Messieurs les Juges,

1 . L' acte relatif aux conditions d' adhésion du royaume d' Espagne et de la République portugaise ( ci-après "acte d' adhésion ") dispose que, en ce qui concerne la libre circulation des travailleurs entre, d' une part, l' Espagne et le Portugal et, d' autre part, les autres États membres, l' article 48 du traité CEE n' est applicable que sous certaines réserves . L' acte d' adhésion ne comporte cependant aucune restriction quant à la validité des articles 59 et suivants du traité CEE en matière de libre circulation des services . Les questions préjudicielles posées par le tribunal administratif de Versailles ( ci-après "juge de renvoi ") invitent la Cour à préciser les implications que lesdites dispositions de l' acte d' adhésion ont à l' égard des fournisseurs de services de la Communauté ( dans le cas soumis au juge de renvoi, il s' agit du Portugal ) qui font appel à des travailleurs portugais ou espagnols .

Contexte

2 . La société portugaise Rush Portuguesa Lda ( ci-après "Rush ") est une entreprise de construction et de travaux publics . Elle a conclu avec une entreprise française un certain nombre de contrats de sous-traitance pour des travaux à effectuer en France sur différents chantiers du TGV Atlantique . Pour effectuer ces travaux, Rush a fait venir du Portugal en France un certain nombre de travailleurs de nationalité portugaise . Le juge de renvoi demande à la Cour, pour répondre aux questions préjudicielles, de partir de l' hypothèse que ces travailleurs rentreront au Portugal immédiatement après avoir accompli la prestation de services .

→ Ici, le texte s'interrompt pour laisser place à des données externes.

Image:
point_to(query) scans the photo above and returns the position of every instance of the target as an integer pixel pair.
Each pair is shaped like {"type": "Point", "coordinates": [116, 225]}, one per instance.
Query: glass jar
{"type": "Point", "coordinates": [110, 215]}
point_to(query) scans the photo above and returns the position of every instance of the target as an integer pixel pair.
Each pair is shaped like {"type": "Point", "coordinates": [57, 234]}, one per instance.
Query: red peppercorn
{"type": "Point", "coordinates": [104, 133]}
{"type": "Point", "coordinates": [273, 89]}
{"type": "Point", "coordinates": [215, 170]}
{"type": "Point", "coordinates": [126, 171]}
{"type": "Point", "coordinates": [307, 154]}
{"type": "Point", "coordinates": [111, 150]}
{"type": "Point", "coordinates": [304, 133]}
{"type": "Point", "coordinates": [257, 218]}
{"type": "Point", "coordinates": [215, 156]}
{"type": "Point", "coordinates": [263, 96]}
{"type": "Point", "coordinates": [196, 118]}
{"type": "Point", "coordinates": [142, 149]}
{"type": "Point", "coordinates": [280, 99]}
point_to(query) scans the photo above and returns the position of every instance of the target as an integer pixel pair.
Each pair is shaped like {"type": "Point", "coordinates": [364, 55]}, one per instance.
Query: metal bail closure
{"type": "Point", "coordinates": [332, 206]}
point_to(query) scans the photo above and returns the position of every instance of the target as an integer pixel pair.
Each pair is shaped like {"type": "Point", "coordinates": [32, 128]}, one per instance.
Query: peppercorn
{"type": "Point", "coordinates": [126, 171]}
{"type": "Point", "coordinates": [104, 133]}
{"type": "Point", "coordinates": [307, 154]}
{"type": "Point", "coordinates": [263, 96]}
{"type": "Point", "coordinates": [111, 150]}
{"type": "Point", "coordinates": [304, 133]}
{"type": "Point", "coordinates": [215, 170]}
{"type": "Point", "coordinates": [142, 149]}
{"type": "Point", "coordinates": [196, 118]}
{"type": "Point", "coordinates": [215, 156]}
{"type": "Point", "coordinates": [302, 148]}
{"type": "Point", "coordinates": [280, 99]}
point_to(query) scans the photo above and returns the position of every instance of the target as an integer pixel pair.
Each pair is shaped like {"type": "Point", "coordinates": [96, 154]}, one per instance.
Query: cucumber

Les services de l' "inspection du travail" français ont procédé à deux contrôles en septembre et en décembre 1986 qui leur ont permis de constater que Rush employait en tout 58 travailleurs portugais qui ne disposaient pas d' une autorisation de travail comme l' exige l' article L 41.6 du code du travail français . Pour plus de détails sur les fonctions remplies par ces travailleurs, nous renvoyons au rapport d' audience, chapitre I, point 2 . L' article précité du code du travail fait partie du chapitre I du titre quatrième du livre troisième du code du travail qui a trait à la "main-d' oeuvre étrangère et ( à la ) protection de la main-d' oeuvre nationale ". Il interdit d' employer en France des étrangers qui ne disposent pas d' une autorisation de travail lorsqu' une telle autorisation est requise par le droit français ou par des traités internationaux . Rush se serait également rendue coupable d' une infraction à l' article L 341.9 qui confère à l' Office national d' immigration ( aujourd' hui "Office de migration internationale", ci-après "ONI ") un monopole pour le recrutement et l' introduction en France des travailleurs étrangers .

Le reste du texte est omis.